Scalabilité : Le traitement de tableaux volumineux ou complexes nécessite souvent des ressources informatiques substantielles, ce qui rend la mise en œuvre de modèles de fondation à grande échelle coûteuse et difficile. Lorsque les ensembles de données atteignent des millions ou des milliards d’enregistrements, les ressources nécessaires à une analyse efficace augmentent considérablement, ce qui peut ralentir les workflows ou accroître les coûts opérationnels.
Interprétabilité : Les modèles de fondation, généralement basés sur des réseaux neuronaux, fournissent des explications limitées sur la manière dont ils parviennent à des réponses ou décisions spécifiques. Les méthodes analytiques traditionnelles, telles que les arbres de décision, montrent clairement la logique qui sous-tend les prédictions, tandis que les modèles de fondation fondés sur les réseaux neuronaux fonctionnent comme des boîtes noires. Cette limitation peut restreindre leur utilisation dans les secteurs où la transparence et la conformité réglementaire sont essentielles, comme la santé, la finance ou les domaines juridiques.
Biais issus des données d’entraînement : Les modèles de fondation risquent d’hériter des biais présents dans leurs jeux de données d’entraînement. Si les données d’entraînement contiennent des biais, ceux-ci peuvent se refléter dans les prédictions ou les informations produites par le modèle. Cela peut entraîner des résultats injustes ou inexacts, en particulier dans des domaines sensibles comme les décisions de recrutement, le diagnostic médical ou la notation de crédit. Détecter et corriger ces biais peut s’avérer difficile en raison de la nature opaque des modèles neuronaux.
Absence de benchmarks standardisés : L’évaluation des modèles de fondation pour l’analyse de données structurées reste difficile en raison de l’absence de normes d’évaluation universelles. Contrairement aux tâches de langage naturel, pour lesquelles il existe des benchmarks bien établis, l’analyse de données structurées ne dispose actuellement pas de mesures de performance largement acceptées. Cela complique les efforts visant à comparer ou valider objectivement différents modèles.

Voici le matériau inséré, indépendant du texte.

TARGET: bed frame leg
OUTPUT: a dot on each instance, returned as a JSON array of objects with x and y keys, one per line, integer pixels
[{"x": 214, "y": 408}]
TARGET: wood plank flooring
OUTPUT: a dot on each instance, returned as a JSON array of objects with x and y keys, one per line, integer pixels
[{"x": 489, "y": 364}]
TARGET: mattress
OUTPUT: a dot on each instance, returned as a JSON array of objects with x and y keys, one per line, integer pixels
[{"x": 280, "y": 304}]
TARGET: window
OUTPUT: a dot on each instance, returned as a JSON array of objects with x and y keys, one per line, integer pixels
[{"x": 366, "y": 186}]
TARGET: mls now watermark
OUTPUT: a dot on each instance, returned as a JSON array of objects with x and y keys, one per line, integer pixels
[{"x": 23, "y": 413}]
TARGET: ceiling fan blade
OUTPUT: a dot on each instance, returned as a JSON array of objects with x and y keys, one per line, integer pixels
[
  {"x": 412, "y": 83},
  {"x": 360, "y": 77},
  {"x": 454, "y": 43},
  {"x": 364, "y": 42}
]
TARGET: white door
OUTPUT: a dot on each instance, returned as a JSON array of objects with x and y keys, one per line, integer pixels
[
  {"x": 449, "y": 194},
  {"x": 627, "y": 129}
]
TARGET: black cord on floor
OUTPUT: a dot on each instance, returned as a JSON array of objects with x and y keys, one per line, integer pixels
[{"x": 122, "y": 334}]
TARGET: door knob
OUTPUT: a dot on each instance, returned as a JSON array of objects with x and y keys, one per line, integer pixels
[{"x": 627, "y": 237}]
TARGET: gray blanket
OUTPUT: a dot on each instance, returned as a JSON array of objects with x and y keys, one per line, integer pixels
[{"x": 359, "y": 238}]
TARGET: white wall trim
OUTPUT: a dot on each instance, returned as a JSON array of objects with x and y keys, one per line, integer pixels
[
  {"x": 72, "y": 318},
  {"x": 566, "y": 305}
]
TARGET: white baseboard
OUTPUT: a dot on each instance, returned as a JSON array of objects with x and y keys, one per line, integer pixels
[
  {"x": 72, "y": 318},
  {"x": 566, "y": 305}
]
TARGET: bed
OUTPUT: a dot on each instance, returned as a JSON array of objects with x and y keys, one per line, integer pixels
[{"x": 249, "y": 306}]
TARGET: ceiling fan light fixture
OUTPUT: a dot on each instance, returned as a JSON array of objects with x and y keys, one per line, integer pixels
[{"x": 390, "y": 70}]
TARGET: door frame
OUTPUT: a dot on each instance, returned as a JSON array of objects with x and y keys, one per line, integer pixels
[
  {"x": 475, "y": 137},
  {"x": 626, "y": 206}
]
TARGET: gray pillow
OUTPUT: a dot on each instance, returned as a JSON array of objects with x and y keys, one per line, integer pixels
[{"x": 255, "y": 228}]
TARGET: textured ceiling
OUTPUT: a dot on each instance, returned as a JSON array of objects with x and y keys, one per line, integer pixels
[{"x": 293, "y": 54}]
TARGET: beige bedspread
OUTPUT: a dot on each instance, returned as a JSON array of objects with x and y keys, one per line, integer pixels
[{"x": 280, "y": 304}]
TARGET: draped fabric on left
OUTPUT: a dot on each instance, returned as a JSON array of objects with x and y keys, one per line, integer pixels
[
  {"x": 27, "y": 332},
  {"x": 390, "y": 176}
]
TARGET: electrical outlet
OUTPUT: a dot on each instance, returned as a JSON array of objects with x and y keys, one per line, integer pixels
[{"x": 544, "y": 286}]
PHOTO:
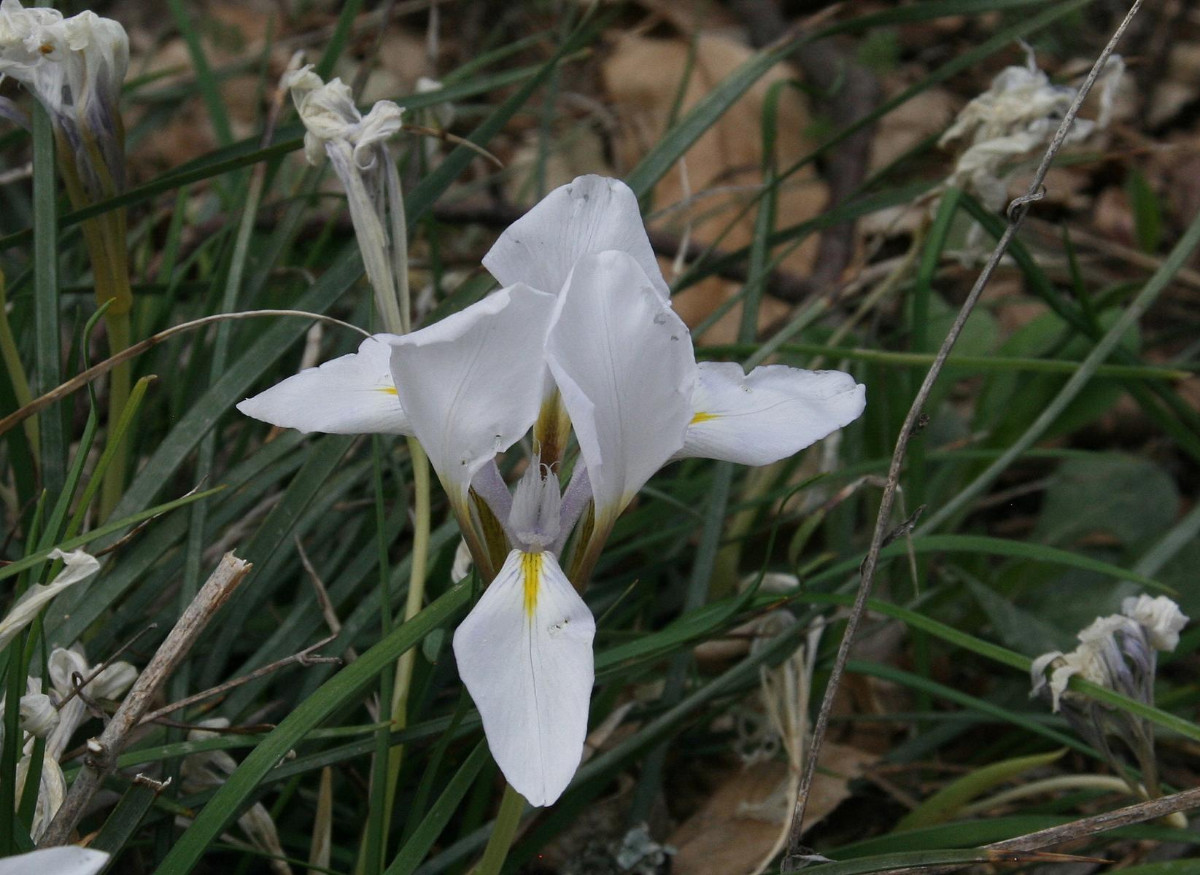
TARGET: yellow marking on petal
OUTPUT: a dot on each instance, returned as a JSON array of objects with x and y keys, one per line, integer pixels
[{"x": 531, "y": 571}]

Reconnaître ces défis est important pour déployer et améliorer efficacement les modèles de fondation. Lors de l’utilisation de ces modèles, vous avez besoin de stratégies claires pour gérer ces limites, afin de garantir que les bénéfices l’emportent sur les risques.
Conclusion
Les modèles de fondation comme TableGPT2 représentent une évolution significative dans l’analyse des données tabulaires, offrant une adaptabilité accrue par rapport aux méthodes traditionnelles. Lorsqu’ils sont intégrés à des bases de données vectorielles comme Milvus, ces modèles accèdent efficacement aux données pertinentes, améliorant considérablement leur précision et leur utilité pratique. Cependant, l’utilisation efficace des modèles de fondation nécessite de relever des défis tels que la variabilité des schémas, la scalabilité, l’interprétabilité, les biais potentiels et l’absence de méthodes d’évaluation standardisées. À mesure que ces modèles continuent d’évoluer, la prise en compte de ces limites permettra aux organisations d’utiliser plus sereinement et plus efficacement les données structurées pour prendre des décisions éclairées.